On Rock Art you will hear reggae, afro-beat, hip-hop, and, of course, a little rock. But gone are the days where the rock outweighs the weird in Joe's catalog (though he came close on his final effort, Streetcore). Lyrically, Joe turns in his most cerebral and downright mysterious lyrics yet. Nine years later, I still have very little idea as to what some of these songs are about. But when I am in the dark, the obscure imagery of his lyrics cut the mustard well enough.

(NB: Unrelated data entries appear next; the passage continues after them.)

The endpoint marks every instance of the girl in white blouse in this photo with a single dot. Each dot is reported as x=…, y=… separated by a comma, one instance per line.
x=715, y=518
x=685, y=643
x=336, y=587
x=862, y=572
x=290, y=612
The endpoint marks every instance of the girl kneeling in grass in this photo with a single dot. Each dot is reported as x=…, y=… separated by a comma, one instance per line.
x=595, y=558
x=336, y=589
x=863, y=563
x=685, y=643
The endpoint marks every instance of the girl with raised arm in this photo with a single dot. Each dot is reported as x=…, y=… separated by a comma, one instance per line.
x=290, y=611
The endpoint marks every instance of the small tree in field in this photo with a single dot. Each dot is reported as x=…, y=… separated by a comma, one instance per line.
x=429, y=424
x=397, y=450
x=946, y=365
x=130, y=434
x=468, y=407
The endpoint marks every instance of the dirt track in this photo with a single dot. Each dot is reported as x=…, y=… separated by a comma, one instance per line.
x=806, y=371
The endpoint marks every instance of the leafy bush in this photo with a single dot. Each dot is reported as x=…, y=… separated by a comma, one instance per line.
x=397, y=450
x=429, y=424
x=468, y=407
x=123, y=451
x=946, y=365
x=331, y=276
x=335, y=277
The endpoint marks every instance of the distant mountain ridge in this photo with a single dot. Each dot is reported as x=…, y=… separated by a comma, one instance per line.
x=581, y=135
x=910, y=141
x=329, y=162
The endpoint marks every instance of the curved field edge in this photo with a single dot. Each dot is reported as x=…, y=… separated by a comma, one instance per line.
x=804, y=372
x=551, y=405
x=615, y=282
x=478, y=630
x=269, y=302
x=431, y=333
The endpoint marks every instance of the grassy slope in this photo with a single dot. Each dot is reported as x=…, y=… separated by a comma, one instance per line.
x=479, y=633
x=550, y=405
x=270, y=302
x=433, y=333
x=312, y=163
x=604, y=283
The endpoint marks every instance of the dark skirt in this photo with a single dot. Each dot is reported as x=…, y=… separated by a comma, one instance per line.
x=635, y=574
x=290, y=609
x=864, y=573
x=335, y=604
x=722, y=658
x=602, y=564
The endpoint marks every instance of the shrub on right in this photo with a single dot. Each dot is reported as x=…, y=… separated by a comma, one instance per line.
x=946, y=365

So how do the Mescaleros stack up against Joe's previous groups, the Clash and (no, I'm not making this next one up) the Latino Rockabilly War? The Mescaleros complement Joe's worldly musical vision better than the Clash did, and are certainly more knowledgeable about the subject. Don't get me wrong, "Let's Go Crazy" and "Washington Bullets" are great songs, but they sound like rock songs with marimbas and shit thrown on top. X-Ray Style features songs designed for chanting, melodica, and all that other good stuff that usually doesn't serve as accompaniment to a middle-aged white dude waxing cryptically.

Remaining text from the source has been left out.